Waiting for race start: most of a cliff bar, water.
Bike: This is where it got difficult, because I wasn’t hungry when I got on my bike. I forced myself to eat half an English muffin with turkey and cheese around mile 10. I had 1-2 homemade salty ball, a delicious mocha goo, and 1-2 gel blocks, and drank about half my camel pack and half a bottle of scratch. I’d planned not to eat after mile 40, but I knew I hadn’t taken in enough calories so I ended up having more than I’d like late.
T2: I ate most of another salty ball and some scratch because I felt like I needed calories.
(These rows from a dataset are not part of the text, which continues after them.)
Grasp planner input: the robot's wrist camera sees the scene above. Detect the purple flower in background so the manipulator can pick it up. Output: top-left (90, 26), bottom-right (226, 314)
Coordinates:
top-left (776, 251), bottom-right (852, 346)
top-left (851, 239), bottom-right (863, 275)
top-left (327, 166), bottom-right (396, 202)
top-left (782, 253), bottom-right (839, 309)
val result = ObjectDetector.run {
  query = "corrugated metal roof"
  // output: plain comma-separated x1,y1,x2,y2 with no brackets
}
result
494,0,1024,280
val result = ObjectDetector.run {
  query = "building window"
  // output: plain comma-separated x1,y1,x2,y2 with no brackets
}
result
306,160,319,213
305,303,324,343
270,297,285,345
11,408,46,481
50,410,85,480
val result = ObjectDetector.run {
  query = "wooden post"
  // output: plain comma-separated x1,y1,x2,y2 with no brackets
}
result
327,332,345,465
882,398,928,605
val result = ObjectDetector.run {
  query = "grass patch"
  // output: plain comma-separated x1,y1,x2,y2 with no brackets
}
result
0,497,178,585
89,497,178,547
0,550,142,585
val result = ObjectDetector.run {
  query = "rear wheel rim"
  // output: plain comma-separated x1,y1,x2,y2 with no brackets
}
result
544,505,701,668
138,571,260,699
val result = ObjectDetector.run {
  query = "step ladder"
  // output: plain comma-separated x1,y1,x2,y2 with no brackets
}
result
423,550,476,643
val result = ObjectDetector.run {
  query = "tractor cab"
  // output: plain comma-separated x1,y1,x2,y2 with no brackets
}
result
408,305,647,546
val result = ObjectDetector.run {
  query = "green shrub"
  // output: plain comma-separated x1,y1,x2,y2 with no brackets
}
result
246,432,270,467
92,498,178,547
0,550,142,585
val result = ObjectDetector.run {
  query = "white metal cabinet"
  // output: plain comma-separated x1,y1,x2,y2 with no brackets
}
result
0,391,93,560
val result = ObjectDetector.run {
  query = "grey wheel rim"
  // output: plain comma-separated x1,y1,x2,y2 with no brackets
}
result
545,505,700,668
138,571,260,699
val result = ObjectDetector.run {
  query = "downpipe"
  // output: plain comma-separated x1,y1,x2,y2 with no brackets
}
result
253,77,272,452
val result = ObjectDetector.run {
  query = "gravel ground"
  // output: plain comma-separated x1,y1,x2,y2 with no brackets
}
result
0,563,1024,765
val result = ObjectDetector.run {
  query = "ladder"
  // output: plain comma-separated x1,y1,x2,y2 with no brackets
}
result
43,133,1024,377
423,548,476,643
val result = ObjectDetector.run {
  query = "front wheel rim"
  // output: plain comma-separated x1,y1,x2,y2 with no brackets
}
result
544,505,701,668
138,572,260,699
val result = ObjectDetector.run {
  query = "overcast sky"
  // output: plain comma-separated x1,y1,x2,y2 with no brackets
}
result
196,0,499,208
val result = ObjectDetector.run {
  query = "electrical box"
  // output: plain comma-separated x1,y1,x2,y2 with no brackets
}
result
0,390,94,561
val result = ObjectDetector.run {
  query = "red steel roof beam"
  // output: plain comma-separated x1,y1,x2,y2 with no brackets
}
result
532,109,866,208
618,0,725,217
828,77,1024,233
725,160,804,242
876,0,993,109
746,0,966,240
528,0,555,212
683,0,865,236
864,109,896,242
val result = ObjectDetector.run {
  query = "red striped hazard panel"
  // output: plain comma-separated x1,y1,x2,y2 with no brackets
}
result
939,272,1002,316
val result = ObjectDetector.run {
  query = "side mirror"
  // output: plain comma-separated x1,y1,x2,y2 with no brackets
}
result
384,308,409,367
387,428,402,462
Run: I had water and/or gatorade at nearly every single aid station + 1/2 a pack of salted watermelon gel blocks, three IB profin, a potato chip and several orange slices. I never eat during a half marathon, and usually don’t drink very much water unless it’s really hot, so it was clear at this point that my body really needed nourishment – we’d burned over 3,500 calories without putting many of them back in. I’d been warned that this was a challenge, but you don’t know until you experience it.
This certainly wasn’t the course we had trained for – flat and hot.At the end of the day, my only goal was to finish so I was pretty happy with my performance. Now I know my times to beat. Total Time: 6 hrs, 35 minutes, 34 seconds.
So, will you do it again? Funny you should ask. It just so happens we’ve already signed up for the Eagleman in June! Luckily, this one we can drive to. In terms of things I’ll do differently, I may invest in a nicer bike and I’d definitely like to get comfortable enough to ride in clip-ins. I’ll also ditch the camel pack and just grab a second water bottle because it irritates your back after a while.